In both cases, they occur at or close to a 50-day moving average (red line), which prices have struggled to break above recently. Therefore, this moving average is clearly acting as a resistance level. Immediately, this adds strength to any bearish reversal trade we might want to take.

However, on closer inspection, we see that the first trade gets stopped-out at the next candle, as prices move above the high of the pin bar.

This isn’t the case for the second pin bar, however.

As you can see, it coincides perfectly with the 50-day moving average and fails to break above it. At this point, you can feel confident about taking a short position at the next candle.

Now, in terms of covering your short position and taking profits, I have highlighted 2 potential areas.

The first occurs at a horizontal support level, while the second occurs when prices are deeply oversold based on the RSI (bottom panel). Of course, this is obvious with 20/20 vision, but I hope you find the thought process useful nonetheless.

how to trade a pin bar

As mentioned earlier, you don’t have to close out 100% of your position at any level. You can take partial profits wherever you think bullish momentum might return. This is a strategy known as “scaling out”.

Pin Bar vs Hammer FAQs

Is a Pin Bar Bullish?

A pin bar can either be bullish or bearish depending on the structure of the candlestick and where it lies in a trend.

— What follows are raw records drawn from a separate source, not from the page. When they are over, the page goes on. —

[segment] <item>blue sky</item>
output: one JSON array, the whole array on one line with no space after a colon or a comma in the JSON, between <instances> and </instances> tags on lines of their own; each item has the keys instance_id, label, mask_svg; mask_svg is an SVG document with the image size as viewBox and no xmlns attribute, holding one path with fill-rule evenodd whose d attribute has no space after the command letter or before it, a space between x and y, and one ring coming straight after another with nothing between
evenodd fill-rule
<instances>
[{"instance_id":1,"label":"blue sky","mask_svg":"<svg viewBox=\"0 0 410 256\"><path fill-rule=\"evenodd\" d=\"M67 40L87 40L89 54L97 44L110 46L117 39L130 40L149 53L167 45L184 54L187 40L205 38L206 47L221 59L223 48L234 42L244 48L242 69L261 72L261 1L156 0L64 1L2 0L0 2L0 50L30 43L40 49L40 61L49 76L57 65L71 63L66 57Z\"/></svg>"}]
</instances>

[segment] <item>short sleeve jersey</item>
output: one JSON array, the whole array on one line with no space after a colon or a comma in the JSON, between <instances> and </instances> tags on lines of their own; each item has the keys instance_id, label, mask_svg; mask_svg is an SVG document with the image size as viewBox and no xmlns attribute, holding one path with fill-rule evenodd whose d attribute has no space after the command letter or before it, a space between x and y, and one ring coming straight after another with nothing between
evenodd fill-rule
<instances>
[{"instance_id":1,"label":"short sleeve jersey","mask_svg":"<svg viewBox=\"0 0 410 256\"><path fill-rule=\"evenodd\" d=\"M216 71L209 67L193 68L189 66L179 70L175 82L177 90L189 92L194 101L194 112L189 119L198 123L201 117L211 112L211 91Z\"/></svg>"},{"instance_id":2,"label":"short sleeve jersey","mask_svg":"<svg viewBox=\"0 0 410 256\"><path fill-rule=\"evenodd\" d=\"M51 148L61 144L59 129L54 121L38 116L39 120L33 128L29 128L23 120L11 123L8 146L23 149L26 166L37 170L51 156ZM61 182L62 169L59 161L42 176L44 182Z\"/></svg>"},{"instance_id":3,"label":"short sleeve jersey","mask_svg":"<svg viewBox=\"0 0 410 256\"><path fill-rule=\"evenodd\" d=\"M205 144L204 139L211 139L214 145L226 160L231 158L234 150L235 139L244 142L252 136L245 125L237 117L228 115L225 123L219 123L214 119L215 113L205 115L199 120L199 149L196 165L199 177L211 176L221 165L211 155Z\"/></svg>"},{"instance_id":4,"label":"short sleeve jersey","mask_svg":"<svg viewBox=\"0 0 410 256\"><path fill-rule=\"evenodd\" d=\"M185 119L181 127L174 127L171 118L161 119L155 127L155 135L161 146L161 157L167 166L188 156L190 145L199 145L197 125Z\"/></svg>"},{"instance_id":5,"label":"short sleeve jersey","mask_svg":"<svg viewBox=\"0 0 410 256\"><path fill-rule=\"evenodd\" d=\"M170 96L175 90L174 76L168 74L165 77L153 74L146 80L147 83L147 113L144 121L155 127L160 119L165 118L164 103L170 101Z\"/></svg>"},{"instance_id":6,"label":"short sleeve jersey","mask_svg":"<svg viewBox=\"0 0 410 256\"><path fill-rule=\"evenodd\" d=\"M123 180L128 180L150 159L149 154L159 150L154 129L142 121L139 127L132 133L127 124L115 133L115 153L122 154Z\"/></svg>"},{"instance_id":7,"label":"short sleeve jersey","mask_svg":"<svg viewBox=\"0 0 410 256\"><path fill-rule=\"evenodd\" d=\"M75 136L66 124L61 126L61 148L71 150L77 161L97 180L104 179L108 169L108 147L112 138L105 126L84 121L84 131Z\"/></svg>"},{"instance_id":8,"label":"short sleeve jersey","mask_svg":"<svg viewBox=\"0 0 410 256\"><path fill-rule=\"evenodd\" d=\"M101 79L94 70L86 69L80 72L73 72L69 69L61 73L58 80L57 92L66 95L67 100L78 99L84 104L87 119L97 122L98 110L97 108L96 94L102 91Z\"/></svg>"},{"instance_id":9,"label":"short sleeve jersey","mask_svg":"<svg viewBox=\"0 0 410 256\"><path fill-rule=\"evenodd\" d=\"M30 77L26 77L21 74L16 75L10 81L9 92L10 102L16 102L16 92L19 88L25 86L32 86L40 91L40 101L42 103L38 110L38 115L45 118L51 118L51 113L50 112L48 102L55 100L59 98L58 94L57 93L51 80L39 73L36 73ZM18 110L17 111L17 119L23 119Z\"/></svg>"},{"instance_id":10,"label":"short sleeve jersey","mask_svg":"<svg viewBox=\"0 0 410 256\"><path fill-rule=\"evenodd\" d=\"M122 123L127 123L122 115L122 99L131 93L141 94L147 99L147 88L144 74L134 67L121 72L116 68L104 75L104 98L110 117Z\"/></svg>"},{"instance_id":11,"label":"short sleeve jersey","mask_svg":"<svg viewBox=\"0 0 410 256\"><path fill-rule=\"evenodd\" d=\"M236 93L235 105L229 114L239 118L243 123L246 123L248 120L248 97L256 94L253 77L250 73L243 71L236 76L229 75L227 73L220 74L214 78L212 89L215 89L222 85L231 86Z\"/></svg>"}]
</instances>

If it appears in a downtrend and has a long lower wick with a small upper body, then it is generally a bullish sign. This candle formation is also known as a hammer, due to the shape it resembles.

What’s the Difference Between a Bearish Pin Bar and Inverted Hammer?

While the bearish pin bar and inverted hammer look identical, there is a subtle difference that distinguishes them.

Whereas a bearish pin bar is bearish (duh!), the inverted hammer is actually a bullish reversal pattern.

How can you tell which is which? It all comes down to context.

A bearish pin bar is usually found at the top of an uptrend, which increases the likelihood of a subsequent bearish reversal. In contrast, you usually find an inverted hammer at the end of a downtrend, which increases the likelihood of a bullish reversal.

Note, a bearish pin bar is also known as a shooting star. For a further explanation of inverted hammers and shooting stars, read this shooting star vs inverted hammer comparison.

What’s the Difference Between Pin Bar and Doji?

A pin bar has opening and closing prices that are close(ish) to one another, but not identical. This forms a small body, which can either be bullish or bearish.

In contrast, a doji candle has opening and closing prices that are practically identical. This means that a doji has no body. Note, a double doji is when 2 doji candles appear in a row.

Is an Inverted Hammer a Pin Bar?

It depends how precise you want to be.

Recall, there are 2 types of pin bars: bullish and bearish.

Visually, an inverted hammer looks exactly like a bearish pin bar (long upper wick, small lower body). However, instead of being a bearish reversal indicator that occurs towards the end of an uptrend, it is actually a bullish reversal pattern that occurs towards the bottom of a downtrend.

Technically, this means it doesn’t fit either definition of a bearish or bullish pin bar outlined earlier.

However, I’m not that pedantic. Personally, I generalize any candle with a small body and long wick at opposing ends as a pin bar – regardless of subsequent price direction. If you want to split hairs though, you could call it an inverted pin bar (which many do!).